So we are now in the middle of our search for a middle school for our son Ben, who is in special ed. First, we've made a big decision. We just decided to change Ben's program designation from "Inclusion" to "RSP." Some parents who have kindly commented on my blog postings in past said they made the switch as a way to expand middle school options as Inclusion was only offered at a limited number of middle schools. But, as I have mentioned, the school district just mandated that ALL elementaries and middle schools now offer Inclusion. Only well maybe they did. After touring three different middle schools that have not had Inclusion in the past but now have it, we have become concerned that, at least for next year, this planned push out of Inclusion is going to be, well, bumpy. I have no doubt that the District wants all schools to offer Inclusion. But actually getting the schools to do it appears to be a different story. Our questions have been met with everything from blank stares to outright rejection -- as in "We know the District wants Inclusion at our school but I can tell you right now that there will be no Inclusion kids at our school next year." There is confusion as to whether extra support will be rolled out at these schools. Moreover, and I am just beginning to understand this, Inclusion seems to mean something different at the middle school level than it does at the elementary school level. At the elementary school level, Inclusion has come to encompass all kinds of kids from ones, like Ben, who have ADD but can generally keep up with the general ed class' curriculum (with support) to kids who need significant modification of that curriculum and/or have significant behavioral problems (which Ben doesn't have). For some middle schools, Inclusion seems to be the box where kids who need curriculum modification and/or who are disruptive go. Kids like Ben to them are RSP kids. Now I don't know if this is the way the District interprets these designations, but I have now heard it from too many special ed professionals at middle schools and, since those are the folks I'm going to be dealing with next year, their interpretation is what matters. So we made the switch at Ben's IEP. Our hope is that this change will make it easier for us to actually get a school that will work for us.

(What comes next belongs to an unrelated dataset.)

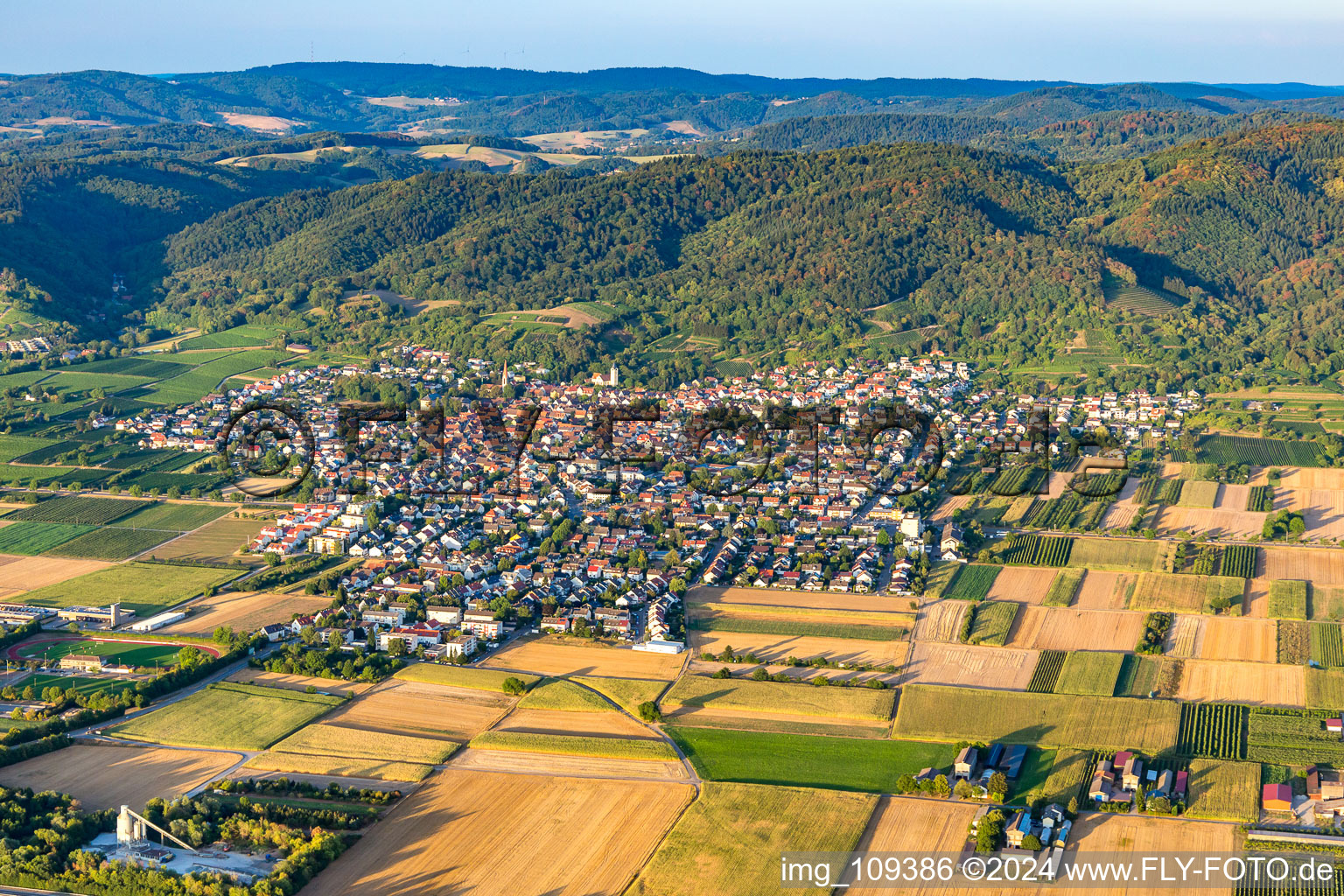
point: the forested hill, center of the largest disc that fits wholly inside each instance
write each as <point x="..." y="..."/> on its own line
<point x="1000" y="253"/>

And finding a school that will work is a bit of a work in progress. Here's my two second take on special ed at the large middle schools we've seen so far: (1) Giannini -- special ed professionals seem good and earnest and the school seems orderly, but the school is so academically inclined that we just don't think it will go well for Ben's self-esteem; (2) Hoover -- the school just seems so chaotic to us, plus we have heard too many concerns about increased discipline issues at the school and have too many friends who have had to pull their special ed kid out of it; (3) Roosevelt -- we liked the slightly smaller feel of the school, but we got a negative vibe from the principal about special ed (he was the only principal that didn't want to talk about special ed, but rather sent us directly to the special ed professionals); (4) Lick -- loved the principal but we are worried that the school has too many kids with issues and our Ben will just get lost in the woodworking there; plus we got a sense that some of the special ed staff was not well-trained; (4) Aptos -- of all the big middle schools, this was the one that seemed like it might work; nice mix of kids and relatively orderly and the special ed professionals seemed nice and on top of things.
We've still got a couple more, but that's where we are at.